You can also create hanging buckets, a la Topsy-Turvy tomato containers, with these plastic frosting buckets.  My husband, who is much more handy with the power tools than I am, used a 3/8 inch drill bit to drill a series of holes in the shape of a circle, essentially “drawing” an approximately two-inch circle in the middle of the bottom of the bucket.  We then had a lot of fun banging it with a hammer until it fell out while our children looked at us as if we’d gone completely insane.  The end result was a bucket with a hole in the bottom.  I cut an X in the middle of a coffee filter and threaded a tomato seedling through it, then centered the coffee filter over the hole in the bucket, with the plant hanging down (it’s easier to do this if you place the sides of the bucket on two chairs pushed quite close together).  Then, all we had to do was fill the bucket up with soil, leaving about two inches of space on top for mess-free watering.  Hang your bucket up on something that will support its weight and you’ll have a homemade upside-down tomato container!

Pop Bottles
You can also make hanging containers out of two-liter sodapop bottles.  These are great for growing plants that remain relatively small, like hot pepper plants and strawberries.  Making them is quite simple.  First, use a solid, sharp pocketknife to cut the spout off of the two-liter bottle.  Then, cut the bottom of the bottle off.  Poke three small, equidistant holes about a half inch down from where you cut the bottom off the bottle; these will be used to thread wire or monofilament through to hang the bottle.  Cut an X in the middle of a coffee filter, and thread your plant through it; then place the coffee filter into the pop bottle, threading the plant gently through the opening where the spout used to be.  Fill the container with soil.  Then hold it between your knees as you insert a length of thin wire or monofilament through each of the little holes you drilled through the former bottom of the bottle (which is now the top of your planter) and twist or tie it off.  You’ll wind up with three lengths, which you will twist or tie off at the top in order to create a hanger for your pop bottle planter.  There are some great videos on YouTube regarding these planters, if you’re more of a visual learner; just go there and search “Upside Down Tomato Planters.” 

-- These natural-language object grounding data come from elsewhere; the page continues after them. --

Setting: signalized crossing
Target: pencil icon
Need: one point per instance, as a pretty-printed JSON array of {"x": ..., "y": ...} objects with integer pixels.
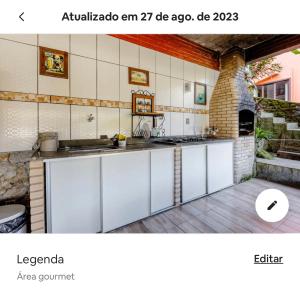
[{"x": 272, "y": 205}]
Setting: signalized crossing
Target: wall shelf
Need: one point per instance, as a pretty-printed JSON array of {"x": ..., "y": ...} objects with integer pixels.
[{"x": 148, "y": 114}]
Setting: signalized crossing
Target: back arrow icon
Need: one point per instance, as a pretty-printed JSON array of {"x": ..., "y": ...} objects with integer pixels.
[{"x": 20, "y": 16}]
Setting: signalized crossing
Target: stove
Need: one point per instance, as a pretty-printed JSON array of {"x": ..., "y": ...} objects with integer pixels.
[{"x": 180, "y": 140}]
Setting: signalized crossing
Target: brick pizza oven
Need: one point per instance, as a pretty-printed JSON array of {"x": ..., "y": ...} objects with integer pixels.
[{"x": 232, "y": 111}]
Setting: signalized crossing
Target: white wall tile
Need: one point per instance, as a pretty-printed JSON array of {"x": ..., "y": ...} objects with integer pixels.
[
  {"x": 201, "y": 122},
  {"x": 217, "y": 73},
  {"x": 189, "y": 95},
  {"x": 210, "y": 77},
  {"x": 125, "y": 122},
  {"x": 18, "y": 126},
  {"x": 129, "y": 54},
  {"x": 176, "y": 92},
  {"x": 200, "y": 74},
  {"x": 55, "y": 117},
  {"x": 18, "y": 67},
  {"x": 189, "y": 71},
  {"x": 108, "y": 49},
  {"x": 53, "y": 86},
  {"x": 55, "y": 41},
  {"x": 176, "y": 123},
  {"x": 108, "y": 81},
  {"x": 152, "y": 84},
  {"x": 165, "y": 123},
  {"x": 108, "y": 121},
  {"x": 83, "y": 77},
  {"x": 84, "y": 45},
  {"x": 80, "y": 127},
  {"x": 125, "y": 87},
  {"x": 209, "y": 92},
  {"x": 23, "y": 38},
  {"x": 188, "y": 124},
  {"x": 147, "y": 59},
  {"x": 163, "y": 90},
  {"x": 176, "y": 68},
  {"x": 136, "y": 120},
  {"x": 163, "y": 64}
]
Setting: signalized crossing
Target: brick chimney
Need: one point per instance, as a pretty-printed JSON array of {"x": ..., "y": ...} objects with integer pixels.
[{"x": 230, "y": 96}]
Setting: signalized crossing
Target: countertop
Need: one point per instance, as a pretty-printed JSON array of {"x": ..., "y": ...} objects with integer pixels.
[{"x": 128, "y": 148}]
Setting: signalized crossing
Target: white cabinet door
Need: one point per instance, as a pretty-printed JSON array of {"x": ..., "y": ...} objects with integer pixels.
[
  {"x": 219, "y": 166},
  {"x": 125, "y": 188},
  {"x": 193, "y": 172},
  {"x": 73, "y": 196},
  {"x": 162, "y": 179}
]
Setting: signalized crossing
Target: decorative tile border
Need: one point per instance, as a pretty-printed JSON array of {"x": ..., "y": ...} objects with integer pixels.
[{"x": 24, "y": 97}]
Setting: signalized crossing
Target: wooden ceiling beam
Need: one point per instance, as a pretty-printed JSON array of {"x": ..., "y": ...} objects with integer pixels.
[
  {"x": 175, "y": 46},
  {"x": 275, "y": 46}
]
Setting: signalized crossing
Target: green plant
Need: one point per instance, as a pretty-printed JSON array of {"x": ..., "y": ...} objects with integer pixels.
[
  {"x": 259, "y": 70},
  {"x": 263, "y": 134}
]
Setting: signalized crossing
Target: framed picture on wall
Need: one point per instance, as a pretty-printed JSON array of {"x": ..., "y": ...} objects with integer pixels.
[
  {"x": 200, "y": 93},
  {"x": 53, "y": 62},
  {"x": 138, "y": 76},
  {"x": 142, "y": 104}
]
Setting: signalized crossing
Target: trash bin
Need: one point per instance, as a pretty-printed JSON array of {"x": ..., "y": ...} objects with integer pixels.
[{"x": 12, "y": 219}]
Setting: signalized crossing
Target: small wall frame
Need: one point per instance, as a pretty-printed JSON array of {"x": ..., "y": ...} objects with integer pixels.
[
  {"x": 54, "y": 63},
  {"x": 142, "y": 104},
  {"x": 138, "y": 76},
  {"x": 200, "y": 93}
]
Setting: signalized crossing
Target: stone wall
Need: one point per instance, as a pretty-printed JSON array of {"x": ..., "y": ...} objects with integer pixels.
[
  {"x": 288, "y": 110},
  {"x": 244, "y": 157},
  {"x": 14, "y": 175}
]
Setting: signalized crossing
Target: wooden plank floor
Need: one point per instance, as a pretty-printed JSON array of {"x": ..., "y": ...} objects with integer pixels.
[{"x": 228, "y": 211}]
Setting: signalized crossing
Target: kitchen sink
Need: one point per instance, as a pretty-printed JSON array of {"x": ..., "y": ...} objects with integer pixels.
[{"x": 97, "y": 148}]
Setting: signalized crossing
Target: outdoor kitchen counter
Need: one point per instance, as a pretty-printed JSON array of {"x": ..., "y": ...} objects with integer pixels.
[{"x": 128, "y": 148}]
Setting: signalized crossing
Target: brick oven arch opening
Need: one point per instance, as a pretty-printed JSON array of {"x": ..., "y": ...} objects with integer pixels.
[{"x": 246, "y": 122}]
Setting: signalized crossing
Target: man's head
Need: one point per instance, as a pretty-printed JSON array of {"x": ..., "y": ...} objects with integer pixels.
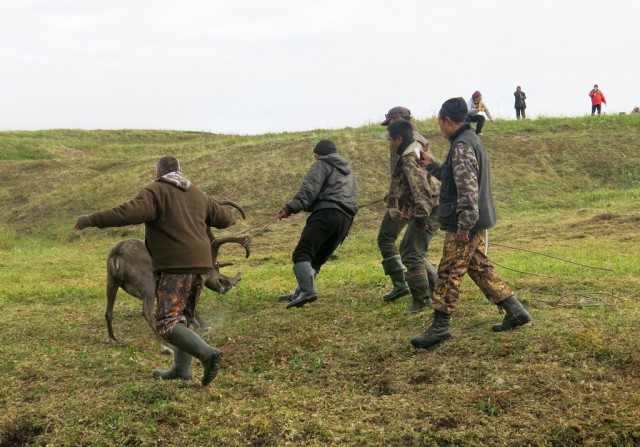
[
  {"x": 452, "y": 115},
  {"x": 166, "y": 165},
  {"x": 324, "y": 147},
  {"x": 398, "y": 132},
  {"x": 396, "y": 113}
]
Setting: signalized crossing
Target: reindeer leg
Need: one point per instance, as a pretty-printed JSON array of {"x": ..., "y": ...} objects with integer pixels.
[
  {"x": 112, "y": 290},
  {"x": 147, "y": 311}
]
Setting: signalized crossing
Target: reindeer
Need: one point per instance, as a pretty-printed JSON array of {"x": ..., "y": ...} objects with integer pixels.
[{"x": 129, "y": 268}]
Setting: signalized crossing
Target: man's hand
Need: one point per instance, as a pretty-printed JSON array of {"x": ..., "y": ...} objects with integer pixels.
[
  {"x": 395, "y": 213},
  {"x": 421, "y": 224},
  {"x": 425, "y": 159},
  {"x": 283, "y": 214},
  {"x": 82, "y": 223}
]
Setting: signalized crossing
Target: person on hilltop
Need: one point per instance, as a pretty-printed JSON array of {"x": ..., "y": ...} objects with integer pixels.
[
  {"x": 329, "y": 192},
  {"x": 477, "y": 111},
  {"x": 393, "y": 222},
  {"x": 521, "y": 103},
  {"x": 418, "y": 197},
  {"x": 177, "y": 216},
  {"x": 597, "y": 99},
  {"x": 466, "y": 211}
]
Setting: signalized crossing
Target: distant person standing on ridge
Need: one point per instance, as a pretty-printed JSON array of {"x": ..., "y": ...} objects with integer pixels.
[
  {"x": 466, "y": 210},
  {"x": 520, "y": 103},
  {"x": 477, "y": 110},
  {"x": 329, "y": 192},
  {"x": 393, "y": 222},
  {"x": 597, "y": 99},
  {"x": 418, "y": 197}
]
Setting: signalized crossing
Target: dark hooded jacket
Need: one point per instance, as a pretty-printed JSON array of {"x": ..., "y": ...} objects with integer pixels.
[
  {"x": 176, "y": 215},
  {"x": 330, "y": 183}
]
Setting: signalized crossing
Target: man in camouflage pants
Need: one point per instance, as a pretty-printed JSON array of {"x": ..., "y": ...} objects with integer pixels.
[
  {"x": 466, "y": 211},
  {"x": 393, "y": 222},
  {"x": 417, "y": 195},
  {"x": 176, "y": 215}
]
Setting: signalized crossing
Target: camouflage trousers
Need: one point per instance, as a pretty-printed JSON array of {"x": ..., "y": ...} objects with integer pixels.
[
  {"x": 176, "y": 298},
  {"x": 458, "y": 259}
]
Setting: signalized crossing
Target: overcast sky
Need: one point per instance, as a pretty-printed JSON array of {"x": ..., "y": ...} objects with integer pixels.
[{"x": 252, "y": 67}]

So as you can see, your ability to garden in a small space is only limited by your creativity in utilizing the space you have, both on the ground and to hang containers from.  Container gardening is just as rewarding as gardening on an acre plot of land (and you don’t have to deal with as many weeds!).  For people who are gardening on limited land, container gardening – in just about any container you can get your hands on – is a great alternative to totally relying on grocery store or even farmer’s market produce.  And in a crisis situation, it can provide not only nourishment, but essential vitamins and minerals, variety for the diet to prevent appetite fatigue, and a renewable supply of seeds to prevent hunger in the future.  As we gradually learn more and more about gardening in our hot little neck of the woods, I will definitely be on the lookout for anything I can pour dirt into and grow plants in.  If you wish you had acreage but you only have a yard – or a terrace or a patio — try your hand at container gardening.  It’s well worth the effort and your family will thank you for it!